Das Consorzio Tutela Vini Montefalco
Im Jahre 1981 fanden sich die Winzer der Region zusammen und gründeten das Consorzio Tutela Vini Montefalco. Der Verband hat es sich zur Aufgabe gemacht, die Hersteller in der Erzeugung hochwertiger Qualitätsweine zu unterstützen. Damit werden die hohen Produktionsstandards des Montefalco Sagrantino und des Montefalco Rosso garantiert. Darüber entwickelt und realisiert das Consorzio weltweite Marketing – und Promotion-Maßnahmen. Zu den Hauptaufgaben des Verbandes gehören unter anderem: Schutz und Pflege des Weinanbaus in der Produktionszone von Montefalco DOC, Marketing- und Promotion-Maßnahmen weltweit, Schutz der Marke vor Namenmissbrauch.
Montefalco
Die Stadt wird aufgrund ihrer exponierten Lage oben auf einem Hügel als der „Balkon Umbriens” bezeichnet. Zur Zeit der Römer war der Hügel mit den Villen der Patrizier übersät, an die heute noch die Ortsnamen erinnern: Assegnano, Camiano, Col Verano, Rignano, Satriano, Vecciano usw. Im Mittelalter hieß der Ort Coccorone. Der Name sollte von dem angeblichen Gründer, dem römischen Senator Marco Curione, stammen. Moderne Historiker glauben, dass der Name vom Griechischen „oros“ (Berg) stammt.
Montefalco ist nicht nur im übertragenen Sinne, sondern auch geografisch das Herz der Valle Umbra. Sieht man nach oben, so erkennt man von jedem Punkt des Tales aus den Berghügel von Montefalco. Von dort hat man dann wiederum einen herrlichen Blick auf die Monti Martani, den Subasio und den Apennin sowie die Städte Spoleto, Trevi, Foligno und Assisi. In Montefalco selbst führen alle Straßen innerhalb der aus dem 13. Jahrhundert stammenden Stadtmauer zur zentralen Piazza.

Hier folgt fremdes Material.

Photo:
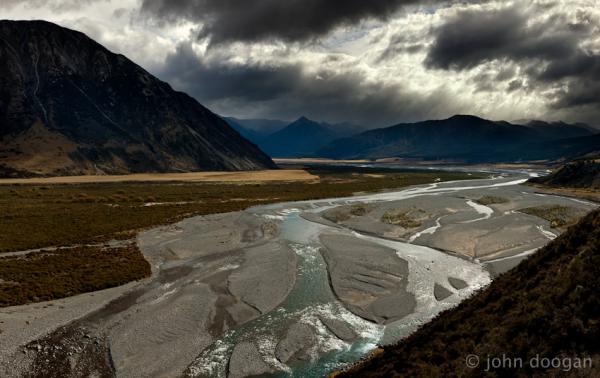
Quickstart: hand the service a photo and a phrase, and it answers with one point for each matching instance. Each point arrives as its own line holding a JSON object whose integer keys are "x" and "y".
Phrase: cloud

Nur in ganz wenigen Städten Italiens wurde wie in Montefalco der Weinbau auch innerhalb der Mauern betrieben. Ein Besuch der Stadt lässt somit auch einen Einblick in die Geschichte des Weinbaus und der Landwirtschaft dieser Region gewinnen.
Dass Weinbau innerhalb der Stadt betrieben wurde, geht erstmals aus einer Urkunde des Jahres 1088 hervor. Im Mittelalter war Montefalco eine bedeutende Ansiedlung. 1185 hielt sich Kaiser Friedrich Barbarossa hier auf und im Jahre 1240 sein Enkel Friedrich II. Er war ein großer Liebhaber der Falkenjagd, und der Name Montefalco stammt aus dieser Zeit.